By the late 1960s the Conservatives had fallen to 1.1 million members but held steady until the early 1990s. From 1 million members just prior to Thatcher’s ousting in 1990 membership had halved to 500,000 in 1992.

But even these figures now look like some halcyon age of mass participation. By 2010 Conservative party membership had slumped to 177,000 while Labour was enjoying a “surge” in membership to 60,000 – a disappointing crowd at Old Trafford. No wonder that Britain’s political parties now find themselves in the position of a busted bank or bankrupt car company.

In the absence of membership fees the effect has been a reliance on ever fewer donors giving ever more money. Lord Ashcroft kept the Conservatives going almost single handed in the wilderness years after 1997. Labour, out of power and drifting to the left, holds little appeal for those with bulging wallets; Labour received just 13 private donations in the year from September 2010. Labour is now reliant on the trade unions (who themselves represent just a fraction of the workforce they used to) for over 80 percent of its funding.

The politicians’ ever greater flattery of their ever fewer donors is a nauseating sight and when it doesn’t cross the line into the criminal it certainly radiates a sleazy impression, as with Cameron’s latest kerfuffle.

The proposal for taxpayer funding of political parties is usually floated in the wake of such scandals. Perhaps because the threat of bankruptcy is very real for the Labour party (a rare example of politicians practising in private what they do in office) the demand for taxpayer funding has come loudest from the left. In the wake of Dinnergate, a Conservative scandal remember, the New Statesman carried articles by Labour MP Denis McShane and Mehdi Hasan arguing for taxpayer funding of political parties. As McShane put it, there is a need “for democracy to pay for democracy”

There is nothing of the sort. There is, instead, simply the desperate desire for members of failing enterprises like Britain’s major political parties to be bailed out. If you won’t give them your money voluntarily they will take it straight out of your paycheque.

Hasan quoted the Independent’s Mary Ann Sieghart saying that “our government was being corrupted by shady donors” so we must introduce taxpayer funding. This idea, that because we cannot trust politicians to raise money honestly we must give it to them in taxes, is absurd. By that way of thinking we would ‘punish’ armed robbery by giving the robbers pensions for life.

The question few seem to ask is why this is happening. Why are our major political parties becoming so noxious that Labour, with a 10 point lead in the polls, can lose a safe seat to a sectarian bigot? Why do 72 percent of voters see the Conservative party as “out of touch”? Answer that and you have a solution to party funding which doesn’t involve taxing people more.

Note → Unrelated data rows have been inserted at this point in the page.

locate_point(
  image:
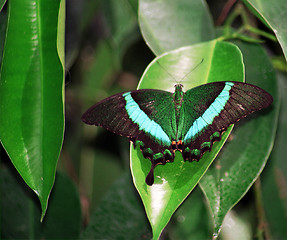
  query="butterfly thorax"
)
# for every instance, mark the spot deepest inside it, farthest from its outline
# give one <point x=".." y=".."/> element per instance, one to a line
<point x="177" y="98"/>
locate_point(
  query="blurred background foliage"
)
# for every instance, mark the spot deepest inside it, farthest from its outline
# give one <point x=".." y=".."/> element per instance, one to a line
<point x="93" y="194"/>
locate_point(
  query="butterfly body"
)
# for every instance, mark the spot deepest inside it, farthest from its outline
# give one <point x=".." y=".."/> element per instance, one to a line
<point x="161" y="122"/>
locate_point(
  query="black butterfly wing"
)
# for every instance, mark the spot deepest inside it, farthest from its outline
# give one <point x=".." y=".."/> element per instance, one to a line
<point x="145" y="117"/>
<point x="208" y="110"/>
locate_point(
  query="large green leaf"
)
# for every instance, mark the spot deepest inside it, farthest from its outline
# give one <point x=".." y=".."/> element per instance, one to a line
<point x="169" y="24"/>
<point x="2" y="2"/>
<point x="31" y="91"/>
<point x="274" y="13"/>
<point x="120" y="215"/>
<point x="19" y="216"/>
<point x="174" y="181"/>
<point x="245" y="155"/>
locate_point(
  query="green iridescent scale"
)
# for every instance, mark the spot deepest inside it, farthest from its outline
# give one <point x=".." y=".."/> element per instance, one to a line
<point x="161" y="122"/>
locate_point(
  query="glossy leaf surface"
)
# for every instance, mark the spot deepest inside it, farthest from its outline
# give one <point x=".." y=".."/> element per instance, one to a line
<point x="31" y="91"/>
<point x="20" y="210"/>
<point x="174" y="181"/>
<point x="250" y="145"/>
<point x="166" y="25"/>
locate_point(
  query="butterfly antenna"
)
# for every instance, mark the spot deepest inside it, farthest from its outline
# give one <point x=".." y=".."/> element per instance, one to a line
<point x="184" y="75"/>
<point x="166" y="71"/>
<point x="192" y="69"/>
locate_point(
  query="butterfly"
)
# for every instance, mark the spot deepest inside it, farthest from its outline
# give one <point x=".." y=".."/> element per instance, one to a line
<point x="161" y="122"/>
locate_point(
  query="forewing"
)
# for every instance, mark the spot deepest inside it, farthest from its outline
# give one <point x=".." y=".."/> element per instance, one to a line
<point x="145" y="117"/>
<point x="210" y="109"/>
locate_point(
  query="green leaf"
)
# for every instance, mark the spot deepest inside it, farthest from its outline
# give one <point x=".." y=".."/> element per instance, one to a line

There are long term secular trends. In terms of voting the decline can be attributed to some mixture of weakening class identification and growing disillusionment with both main parties’ inability to deliver on their grand promises. In terms of membership people join thing things less than they used to whether it’s political parties or the Dennis the Menace Fan Club.

But there’s another factor. Why should people give money to people who don’t like them? When Gordon Brown was overheard calling a lifelong Labour voter a “bigoted woman” just for asking some valid questions about immigration he revealed more than he knew. He revealed that the Labour party is run by a metropolitan elite which views its core voters in places like Rochdale as a bunch of unreformed hicks.

The same goes for the Conservatives. The strategy behind Team Cameron was that if they alienated enough of their core vote they would attract enough Guardian readers to more than make up for it. It failed. In the Telegraph Iain Martin wrote that “A fundamental miscalculation was the decision by this group to ape Mr Blair and define themselves in opposition to their party and their core supporters.” You can understand why Conservative party members might balk at giving money, or votes, to people who view them like this.

The truth is that both Labour and the Conservatives are run by people who don’t like Labour or Conservative voters very much. Those voters are entitled to keep their hands in their pockets and not have them picked by taxpayer funding.